Another character whose name has been mentioned as a possible source of the word is Mortimer Snerd, a ventriloquist's dummy created by Edgar Bergen. Modeled on a country bumpkin, Snerd perhaps reminded listeners of a "drip" (someone who is looked on as tiresomely or annoyingly dull), and, therefore—according to Newsweek in 1951—a nerd. Snerd's drippy qualities were magnified by his sophisticated foil, the dummy Charlie McCarthy. Bergen's radio show was popular from the late 1930s through the 1950s, and it's possible that Seuss had Snerd in mind when he wrote the rhyme—but the claim is unverifiable.
Theories on the origin of nerd also include wordplays. For example, it has been conjectured that nerd is an alteration of nerts, an early 20th-century slang word applied to things that were extraordinary (as in "Your idea is the nerts") or used as an interjection like nuts.

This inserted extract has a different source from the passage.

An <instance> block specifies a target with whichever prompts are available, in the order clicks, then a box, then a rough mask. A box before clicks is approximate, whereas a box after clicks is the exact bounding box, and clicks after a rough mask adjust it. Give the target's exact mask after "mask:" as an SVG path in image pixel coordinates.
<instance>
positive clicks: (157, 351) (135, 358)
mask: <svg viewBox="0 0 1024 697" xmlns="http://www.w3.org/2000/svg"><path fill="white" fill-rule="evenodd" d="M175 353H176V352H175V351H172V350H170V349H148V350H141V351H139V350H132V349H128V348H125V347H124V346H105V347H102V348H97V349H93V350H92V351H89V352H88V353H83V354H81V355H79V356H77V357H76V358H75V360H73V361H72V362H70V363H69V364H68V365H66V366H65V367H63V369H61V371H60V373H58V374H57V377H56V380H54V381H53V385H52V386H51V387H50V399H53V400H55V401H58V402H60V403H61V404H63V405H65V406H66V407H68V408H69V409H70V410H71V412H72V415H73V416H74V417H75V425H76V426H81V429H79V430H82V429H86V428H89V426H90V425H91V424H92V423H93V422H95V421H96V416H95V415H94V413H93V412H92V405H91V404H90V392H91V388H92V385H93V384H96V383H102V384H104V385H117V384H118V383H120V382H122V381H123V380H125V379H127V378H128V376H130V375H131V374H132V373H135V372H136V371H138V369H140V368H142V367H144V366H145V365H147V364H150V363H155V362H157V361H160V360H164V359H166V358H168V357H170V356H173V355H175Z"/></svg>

Another idea is that nerd developed in college slang from knurd—a coinage formed by spelling drunk backwards. The implication is that a "knurd" would rather study than party—in other words, the "knurd" is a sober individual (the opposite of a drunken one). Unfortunately, no hard evidence has surfaced in support of knurd as the source. Another theory related to the spelling nurd is that it is a euphemism of turd, which can refer to a contemptible person—but, again, proof is lacking.
Gradually, the "socially inept but brainy" connotation became associated with the term (perhaps the nerds themselves influenced it in self-defense). By the 1980s, the image of the nerd as someone who has a knack for computers and sports a "nerd pack" (a plastic penholder) in his shirt pocket and unsightly glasses is fully realized.
In time, the revolutionary digital age gave prestige to the studious nerd who sought to harness the power of binary code and had no time to waste on socializing. With its emergence, the connotation of the word nerd was also revolutionized.
Though they resembled the slide rule-toting nerds of the precomputer age, these specimens had been transformed by the power of the microchip into electronic wizards.
— Frank Rose, Science, November 1982
"In a way, you could say that we're more film nerds than film critics," said a member of the group named Mason Wiley, who told us that he graduated from Columbia Journalism School in 1978…. "We're the sort of people who go to see a film at the Museum of Modern Art and rush to get a seat in the front row."
— The New Yorker, 18 Feb. 1980
Nowadays, being labeled a nerd is something often worn with pride. It's a word that implies that a person possesses a depth of knowledge in a particular area, whether it's in science, books, words, vast multimedia franchises, gaming, etc. Today, a nerd is brainy and a bit geeky, but that's pretty cool.